One usually can find a handful of scholars to support any proposition. However, few or none, and no judicial precedent, supports the notion - much less the authority - that the Legislative Branch in effect can transmogrify itself into a parliament and vote the functional equivalent of "No confidence" in the Constitutionally coordinate and equal Executive Branch. Many parliaments, of course, cast such votes. Thus, for example, in many of them, if the Parliament votes what the British colloquially term "No confidence" in the "Government" (meaning the Prime Minister or Premier and his Cabinet) the "Government" falls; new elections ensue. In many such governmental structures the Prime Minister or Premier and the Cabinet each is a member of the Parliament; there is no serious pretense, much less strong function, of separation of powers. The entire American governmental organization is built upon a separation of powers - Article I, Legislative; Article II, Executive; Article III, Judicial.

As a matter of history Congress, in fact, did goof around a few times attempting to censure or otherwise formally castigate the President.

Some Members of the Sixth Congress took umbrage at President John Adams and, ignoring the Constitutional separation of powers, unsuccessfully sought to censure him.

In 1832 President Andrew Jackson, who like the first Adams never got along well with Congress, was the "addressee" (shall we say) of a Senatorial resolution, approved 26 - 20, accusing him of "derogation" (whatever that meant) of the Constitution; two years later repealed and "Expunged" by a more Constitutionally adept (and, naturally, politically favorable, Senate).

President James Buchanan, best known for his inadequacy as the Civil War was brewing, had a run-in with the House of Representatives, which purported to censure him, but the Senate did not follow through.

Senator Richard M. Nixon, very bright like Senator Feingold, once suggested censuring President Harry S. Truman over the dismissal of General of the Army Douglas MacArthur, but that unconstitutional suggestion went nowhere.

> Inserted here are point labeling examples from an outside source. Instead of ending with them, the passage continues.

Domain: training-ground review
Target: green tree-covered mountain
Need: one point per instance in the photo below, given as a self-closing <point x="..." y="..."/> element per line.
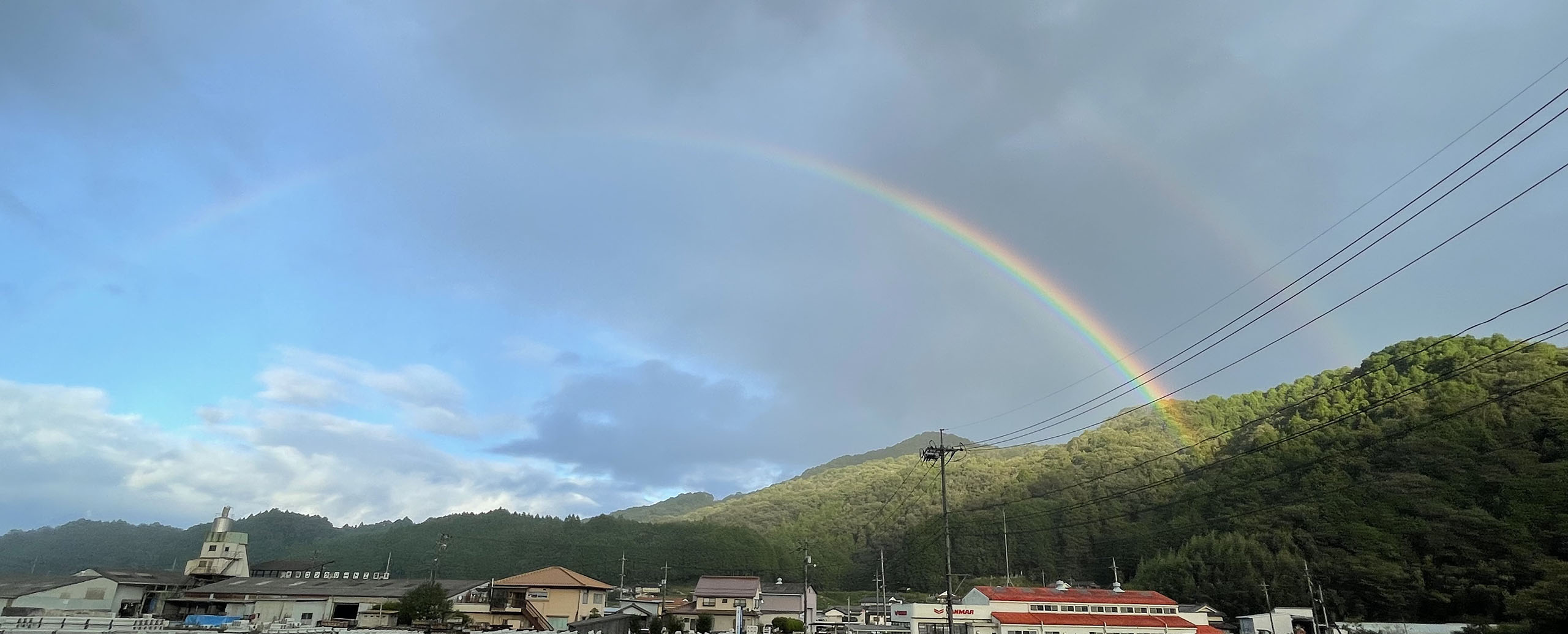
<point x="908" y="446"/>
<point x="671" y="507"/>
<point x="1427" y="484"/>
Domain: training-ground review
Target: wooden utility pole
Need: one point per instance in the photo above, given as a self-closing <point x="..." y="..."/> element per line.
<point x="941" y="454"/>
<point x="1007" y="554"/>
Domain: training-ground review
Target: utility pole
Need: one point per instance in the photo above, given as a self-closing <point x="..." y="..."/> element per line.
<point x="1007" y="554"/>
<point x="882" y="565"/>
<point x="805" y="586"/>
<point x="620" y="591"/>
<point x="664" y="591"/>
<point x="940" y="454"/>
<point x="1322" y="603"/>
<point x="1311" y="598"/>
<point x="435" y="565"/>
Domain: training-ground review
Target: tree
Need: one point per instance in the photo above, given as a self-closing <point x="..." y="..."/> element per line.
<point x="789" y="625"/>
<point x="426" y="603"/>
<point x="1542" y="605"/>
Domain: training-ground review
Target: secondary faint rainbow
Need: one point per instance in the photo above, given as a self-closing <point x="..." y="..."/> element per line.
<point x="973" y="239"/>
<point x="992" y="250"/>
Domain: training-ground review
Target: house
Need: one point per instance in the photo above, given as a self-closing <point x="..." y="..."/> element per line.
<point x="311" y="602"/>
<point x="559" y="594"/>
<point x="1281" y="621"/>
<point x="138" y="592"/>
<point x="1216" y="617"/>
<point x="788" y="600"/>
<point x="1063" y="609"/>
<point x="625" y="621"/>
<point x="718" y="597"/>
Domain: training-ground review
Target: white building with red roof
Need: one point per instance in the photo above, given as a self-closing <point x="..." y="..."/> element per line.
<point x="1060" y="609"/>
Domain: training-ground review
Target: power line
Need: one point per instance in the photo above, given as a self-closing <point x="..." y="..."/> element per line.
<point x="1401" y="434"/>
<point x="1321" y="278"/>
<point x="1370" y="407"/>
<point x="1283" y="259"/>
<point x="1139" y="379"/>
<point x="1278" y="412"/>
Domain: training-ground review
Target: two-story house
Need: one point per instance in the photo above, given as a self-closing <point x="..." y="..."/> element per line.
<point x="788" y="600"/>
<point x="1059" y="609"/>
<point x="717" y="597"/>
<point x="562" y="595"/>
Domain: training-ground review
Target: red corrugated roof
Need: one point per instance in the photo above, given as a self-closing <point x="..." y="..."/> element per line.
<point x="1074" y="595"/>
<point x="1129" y="621"/>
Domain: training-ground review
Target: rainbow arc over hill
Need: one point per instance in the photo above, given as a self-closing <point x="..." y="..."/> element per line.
<point x="992" y="250"/>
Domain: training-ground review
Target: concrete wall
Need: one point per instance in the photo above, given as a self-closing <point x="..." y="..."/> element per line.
<point x="71" y="600"/>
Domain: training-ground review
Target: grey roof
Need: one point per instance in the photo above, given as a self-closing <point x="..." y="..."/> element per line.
<point x="328" y="587"/>
<point x="26" y="584"/>
<point x="590" y="624"/>
<point x="728" y="586"/>
<point x="292" y="564"/>
<point x="785" y="589"/>
<point x="140" y="576"/>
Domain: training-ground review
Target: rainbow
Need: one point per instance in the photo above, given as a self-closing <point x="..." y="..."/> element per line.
<point x="930" y="214"/>
<point x="992" y="250"/>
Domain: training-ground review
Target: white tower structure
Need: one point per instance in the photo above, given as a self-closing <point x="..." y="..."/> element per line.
<point x="223" y="551"/>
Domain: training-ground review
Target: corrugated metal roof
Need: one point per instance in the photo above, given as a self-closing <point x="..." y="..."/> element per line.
<point x="728" y="586"/>
<point x="1129" y="621"/>
<point x="328" y="587"/>
<point x="20" y="586"/>
<point x="554" y="578"/>
<point x="1074" y="595"/>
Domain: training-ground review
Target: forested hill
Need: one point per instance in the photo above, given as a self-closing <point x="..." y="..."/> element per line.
<point x="480" y="546"/>
<point x="1427" y="484"/>
<point x="908" y="446"/>
<point x="684" y="503"/>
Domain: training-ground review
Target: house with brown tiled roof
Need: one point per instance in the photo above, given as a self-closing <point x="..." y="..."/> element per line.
<point x="560" y="594"/>
<point x="718" y="597"/>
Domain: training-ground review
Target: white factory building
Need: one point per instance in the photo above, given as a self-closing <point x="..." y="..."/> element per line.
<point x="1059" y="609"/>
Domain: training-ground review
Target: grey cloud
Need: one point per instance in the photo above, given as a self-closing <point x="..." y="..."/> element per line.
<point x="653" y="426"/>
<point x="71" y="456"/>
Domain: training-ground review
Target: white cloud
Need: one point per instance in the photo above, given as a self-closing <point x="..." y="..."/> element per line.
<point x="287" y="385"/>
<point x="427" y="398"/>
<point x="69" y="454"/>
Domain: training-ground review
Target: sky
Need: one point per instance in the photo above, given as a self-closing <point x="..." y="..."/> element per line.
<point x="382" y="259"/>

There were various censuring noises during the Watergate fiasco and again preceding the impeachment of President William J. Clinton. Impeachment, of course, clearly is Constitutionally authorized. "The House of Representatives . . . shall have the sole Power of Impeachment." Article I, § 2. "The Senate shall have the sole Power to try all Impeachments. . . " Article I, § 3. (This writer and his wife had the honor, as guests of the late Chief Justice William H. Rehnquist, who presided, of observing portions of the Clinton Senatorial Impeachment trial. Those Senators and House of Representatives "Managers" who spoke appeared to understood the gravity of impeachment and the Senatorial role. They weren't considering some parliamentary political procedure such as censure; they were considering the Constitutionally authorized criminal procedure of impeachment. This comment, of course, does not address the substantive merits.)

The bottom line is that once again some in Congress attempted a publicity-seeking, Constitutionally unauthorized, parliamentary-not-Congressional procedure; garnered themselves a bundle of publicity; trotted off on recess; let - one hopes - the erroneous quest fade; and now have returned to address what should be the pending issues: Expenditures out of control, immigration out of control, ethics in need of some control; a trying War on Terror; so on.

Marion Edwyn Harrison is President of, and Counsel to, the Free Congress Foundation.